Menurut data Komisi Pemberantasan Korupsi (KPK), sejak 2014 hingga 2024, lebih dari 100 kepala daerah di Indonesia, baik Gubernur, Bupati, dan Wali Kota, telah dijerat kasus korupsi. Ini menunjukkan bahwa meskipun ada upaya untuk memberantas korupsi, masalah tersebut masih merajalela di tingkat pemerintahan.
Salah satu fenomena yang sering terjadi dalam pemberitaan korupsi adalah hilangnya isu-isu tersebut begitu saja setelah menjadi sorotan media massa. Sebagai contoh, beberapa kasus besar yang dulu menghebohkan publik tiba-tiba menghilang tanpa ada kelanjutan pemberitaan yang berarti.
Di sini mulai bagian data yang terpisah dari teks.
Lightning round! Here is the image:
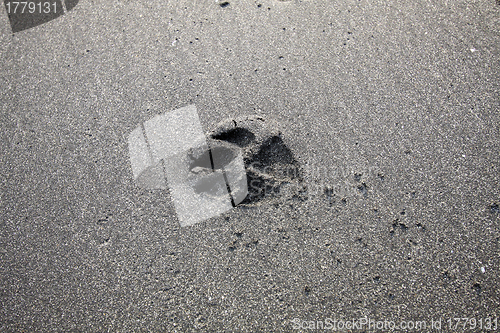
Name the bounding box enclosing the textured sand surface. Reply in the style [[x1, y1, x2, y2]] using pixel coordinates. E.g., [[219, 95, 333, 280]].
[[0, 0, 500, 332]]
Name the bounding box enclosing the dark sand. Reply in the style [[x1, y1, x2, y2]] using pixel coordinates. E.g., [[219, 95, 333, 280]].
[[0, 0, 500, 332]]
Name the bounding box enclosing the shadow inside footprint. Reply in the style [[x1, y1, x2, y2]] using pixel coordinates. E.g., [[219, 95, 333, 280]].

Hal ini bisa disebabkan oleh berbagai faktor, antara lain:
- Intervensi Politik Dan Kekuasaan
- Keberpihakan Media
- Lambatnya Proses Hukum
Sebagai contoh, kasus suap E-KTP yang melibatkan sejumlah anggota DPR sempat menjadi sorotan besar pada tahun 2017. Namun, setelah beberapa waktu, pemberitaan tentang kasus ini berkurang drastis, meskipun proses hukum masih berlangsung hingga kini.
Setiap Pemilihan Kepala Daerah (Pilkada) selalu diwarnai dengan janji-janji besar dari calon kepala daerah (paslon) untuk memenangkan hati pemilih. Janji-janji ini sering kali berkisar pada peningkatan kesejahteraan, pembangunan infrastruktur, pendidikan, dan kesehatan. Namun, setelah paslon terpilih, apakah janji-janji tersebut terealisasi?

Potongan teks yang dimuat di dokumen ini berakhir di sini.